2.2 KiB
🔀 #136 - Q2_K_R4
| Author | ikawrakow |
|---|---|
| State | ❌ Closed |
| Created | 2024-12-11 |
| Updated | 2024-12-11 |
Description
Follow up of #118, #119, #120, #121, #122, #123, #129, #130, #132, #134 for Q2_K.
This completes R4 implementation for k-quants on ARM_NEON, AVX2, and Zen4.

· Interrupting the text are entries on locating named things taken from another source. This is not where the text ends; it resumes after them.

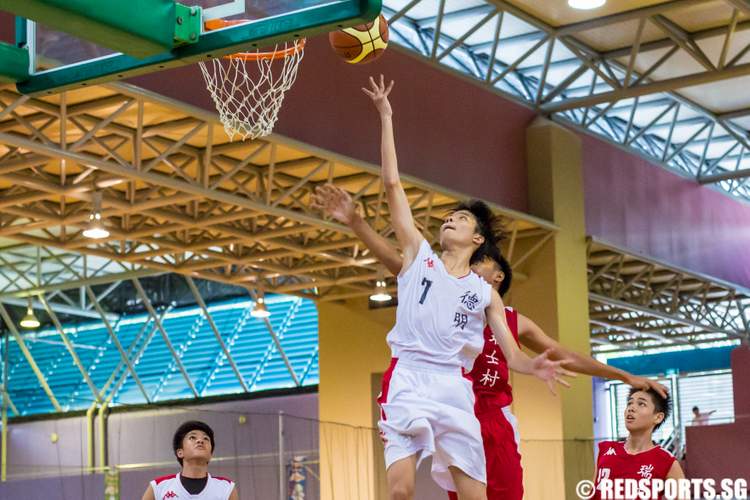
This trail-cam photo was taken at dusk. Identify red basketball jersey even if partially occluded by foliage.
[469,307,518,415]
[593,441,675,499]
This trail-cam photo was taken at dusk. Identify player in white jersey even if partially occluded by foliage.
[142,420,239,500]
[362,75,564,500]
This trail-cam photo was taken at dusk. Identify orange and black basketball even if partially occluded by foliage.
[328,14,388,64]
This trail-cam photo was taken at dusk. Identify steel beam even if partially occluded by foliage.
[2,297,118,320]
[185,276,249,392]
[250,290,301,387]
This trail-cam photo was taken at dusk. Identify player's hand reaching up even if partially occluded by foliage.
[531,349,576,396]
[362,75,394,116]
[311,184,357,226]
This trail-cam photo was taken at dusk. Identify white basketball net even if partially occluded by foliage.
[200,40,305,141]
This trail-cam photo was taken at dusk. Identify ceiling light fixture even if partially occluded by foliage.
[370,279,393,302]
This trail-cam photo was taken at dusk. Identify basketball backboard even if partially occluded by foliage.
[17,0,381,94]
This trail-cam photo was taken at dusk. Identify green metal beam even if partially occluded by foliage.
[0,42,29,83]
[16,0,382,94]
[3,0,182,58]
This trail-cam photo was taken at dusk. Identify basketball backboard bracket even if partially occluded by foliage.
[17,0,382,95]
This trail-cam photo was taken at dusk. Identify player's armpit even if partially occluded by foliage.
[667,460,685,479]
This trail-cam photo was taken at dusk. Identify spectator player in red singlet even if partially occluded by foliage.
[141,420,239,500]
[593,388,685,499]
[313,185,667,500]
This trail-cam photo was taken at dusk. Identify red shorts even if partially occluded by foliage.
[448,407,523,500]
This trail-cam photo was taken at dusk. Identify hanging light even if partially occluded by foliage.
[568,0,607,10]
[83,191,109,240]
[19,297,41,330]
[250,294,271,319]
[370,279,393,302]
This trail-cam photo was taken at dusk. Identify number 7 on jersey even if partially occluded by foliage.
[419,278,432,304]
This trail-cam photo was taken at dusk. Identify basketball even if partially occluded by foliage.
[328,14,388,64]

We get signifiant performance gains on all platforms. Here is PP-512 for LLaMA-3.1-8B on Zen4 (Ryzen-7950X), ARM_NEON (M2-Max) and AVX2 (Ryzen-5975WX)
| Platform | Threads | Q2_K_S | Q2_K_R4 | Speedup |
|---|---|---|---|---|
| ARM_NEON | 8 | 73.79 ± 1.92 | 109.07 ± 0.58 | 1.478 |
| Zen4 | 16 | 205.95 ± 0.77 | 256.19 ± 0.26 | 1.244 |
| AVX2 | 32 | 214.42 ± 0.54 | 286.91 ± 0.63 | 1.338 |
As Q2_K is smaller than other k-quants, here the CPU can do more work before available memory bandwidth saturates when running TG. Hence, we get non-negligible performance gains on all platforms also for TG.
Here results for TG-128 on LLaMA-3.1-8B with different numbers of threads:
| Platform | Threads | Q2_K_S | Q2_K_R4 | Speedup |
|---|---|---|---|---|
| ARM_NEON | 2 | 10.34 ± 0.01 | 12.81 ± 0.01 | 1.239 |
| 4 | 19.32 ± 0.02 | 23.40 ± 0.08 | 1.211 | |
| 8 | 32.36 ± 0.59 | 36.02 ± 0.40 | 1.113 | |
| Zen4 | 1 | 6.60 ± 0.02 | 9.08 ± 0.12 | 1.376 |
| 2 | 12.12 ± 0.01 | 16.40 ± 0.00 | 1.353 | |
| 4 | 19.12 ± 0.56 | 20.72 ± 0.19 | 1.084 | |
| AVX2 | 2 | 5.93 ± 0.02 | 10.16 ± 0.30 | 1.713 |
| 4 | 11.24 ± 0.00 | 17.59 ± 0.01 | 1.565 | |
| 8 | 18.62 ± 0.03 | 21.44 ± 0.00 | 1.151 |
It is actually too bad Q2_K is such a low quality quantization as performance is really good. Perhaps I should try to improve it? When I was developing it back then it was much better than any other 2-bit attempt at the time, so I was quite pleased with the result. But with today's knowledge that we can do much better at 2 bpw, perhaps a fresh look could be useful.